Think Mc Cartney and Sting—not Flea, who’s a drummer in bass players’ clothing (which apparently is a tube sock). About a mile from the hall the bus slides off an embankment and gets stuck in the snow.
The very fact that you don’t know who played bass for most of the great American bands is testament to the bass player’s humility. The members discuss what to do, and they realize that if they walk, they can still make their starting time. There's normally now the singers and guitarists who 'do a bit of synth' ...
And if modesty doesn’t sound sexy, then wake up just once next to a lead singer — go on, I dare you — and see how quickly “unassuming” becomes music to your ears. So, dressed only in their tuxes and patent leather shoes, they begin slogging through the freezing wind and slush, instruments in hand. and they wonder why most bands can't go on stage without a backing track. Nope, never get any attention until in more intimate surroundings with a piano.
Recorded live at Noise Pop’s Culture Club, Mary Polizzotti revisits the music that brings her back to the story of her first love.

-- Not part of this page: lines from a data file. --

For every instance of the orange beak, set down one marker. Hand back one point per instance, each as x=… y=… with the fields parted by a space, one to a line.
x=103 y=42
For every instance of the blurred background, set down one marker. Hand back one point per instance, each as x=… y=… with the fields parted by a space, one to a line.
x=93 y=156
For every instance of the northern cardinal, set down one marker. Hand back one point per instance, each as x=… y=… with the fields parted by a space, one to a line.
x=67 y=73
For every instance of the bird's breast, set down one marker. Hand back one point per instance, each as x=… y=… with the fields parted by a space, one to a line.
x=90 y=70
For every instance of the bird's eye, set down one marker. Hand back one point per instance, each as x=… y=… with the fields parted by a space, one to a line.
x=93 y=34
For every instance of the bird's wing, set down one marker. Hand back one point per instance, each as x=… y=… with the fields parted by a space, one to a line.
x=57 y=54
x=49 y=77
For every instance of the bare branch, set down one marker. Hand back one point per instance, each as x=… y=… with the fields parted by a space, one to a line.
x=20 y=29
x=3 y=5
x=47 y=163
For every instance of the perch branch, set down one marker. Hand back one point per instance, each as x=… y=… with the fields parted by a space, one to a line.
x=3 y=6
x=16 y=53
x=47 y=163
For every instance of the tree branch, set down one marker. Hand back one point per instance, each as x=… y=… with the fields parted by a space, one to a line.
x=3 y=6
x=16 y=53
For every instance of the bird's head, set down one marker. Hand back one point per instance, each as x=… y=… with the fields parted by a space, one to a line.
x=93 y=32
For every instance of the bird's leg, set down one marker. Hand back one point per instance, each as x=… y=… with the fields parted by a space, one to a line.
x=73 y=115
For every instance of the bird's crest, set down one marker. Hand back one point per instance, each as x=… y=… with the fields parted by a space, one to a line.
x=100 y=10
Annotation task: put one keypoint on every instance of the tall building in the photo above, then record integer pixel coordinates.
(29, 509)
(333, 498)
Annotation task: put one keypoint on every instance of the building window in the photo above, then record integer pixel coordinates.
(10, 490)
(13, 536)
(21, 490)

For her, the emotions of that time are inextricably linked to the familiarity of a tune, be it Miles Davis, John Coltrane, or even Dave Matthews, that moved her during her summer of love.

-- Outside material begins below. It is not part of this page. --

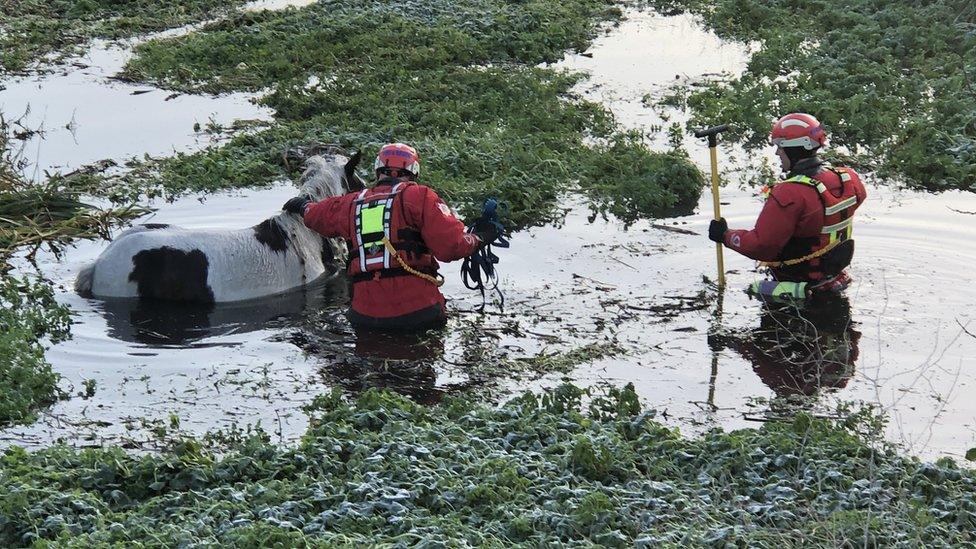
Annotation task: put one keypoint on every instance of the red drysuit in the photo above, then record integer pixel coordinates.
(422, 229)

About the Author: Mary Polizzotti is the director of Digital Media at 7×7.com, a San Francisco-based fashion and culture publication.
Song she’s listened to more than any other song: “Take On Me,” by a-ha.

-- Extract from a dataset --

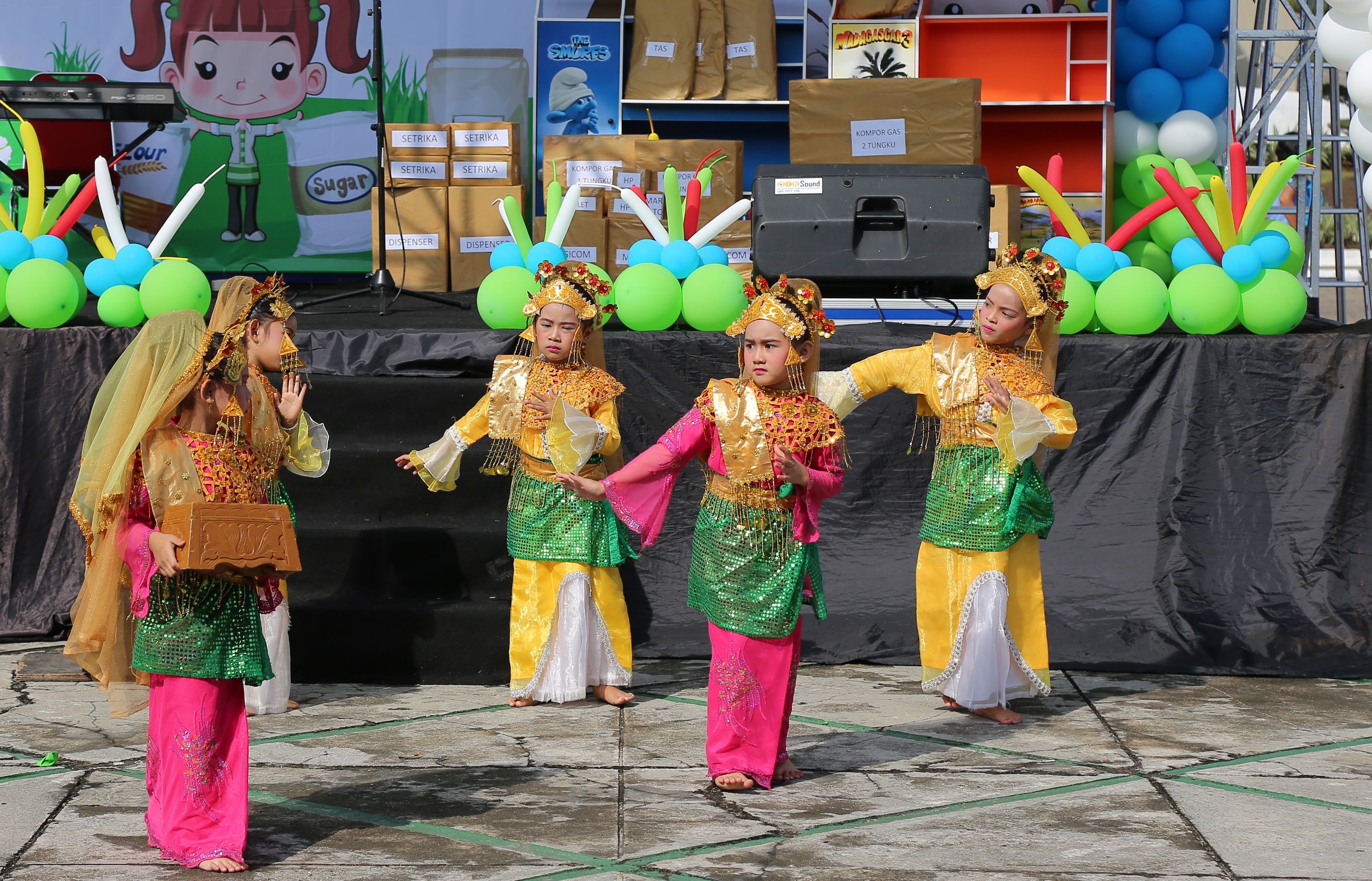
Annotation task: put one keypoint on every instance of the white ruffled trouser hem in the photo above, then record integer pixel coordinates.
(272, 695)
(579, 652)
(988, 671)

If there were a Pocket Field Guide to Dating Musicians, it would read like this: This species can best be viewed in its natural habitat, under the colored lights of nightclub stages — and in the drier months, anywhere there’s free beer. Take solace, Bass Players, someone appreciates us ! To Indy readers Starshine represents the ideal of the prototypical Santa Barbara housewife.
At the front stands the lead singer, scientific name , a close relative of the peacock. The one standing in the shadows with the quiet intensity and the booming, low-slung bass? You interviewed me once after the Santa Barbara Concerts in the Park ! It bothers people to think of her having a plan B and a bass player.
Don’t look him directly in the eye; he views this as a mating call and will rip his ironic T-shirt right off and begin caressing the mike suggestively if he thinks you’re the slightest bit interested. That, my boyfriend-shopping adventurers, is the extraordinary . Just because you signed a contract at the courthouse doesn't quench the fire within.
, recognized in the wild by his rock-and-roll power stance, practiced indifference, and telltale markings: pants several sizes too small and bits of twine, locks of hair, and other strands of refuse wound round his wrist as boho jewelry. His coat is less showy than the others’, so he often goes unnoticed. And if you’re looking for a band member who can make your soul wail a power ballad, there’s no better choice than a bass player. Trust me pecanpie, I'm doing my share of "derping" on this blog. Women should have plan B's and bass players in their lives. You tell it Starshine, women deserve some satisfaction. One of the best parts of rocking and rolling is the groupies.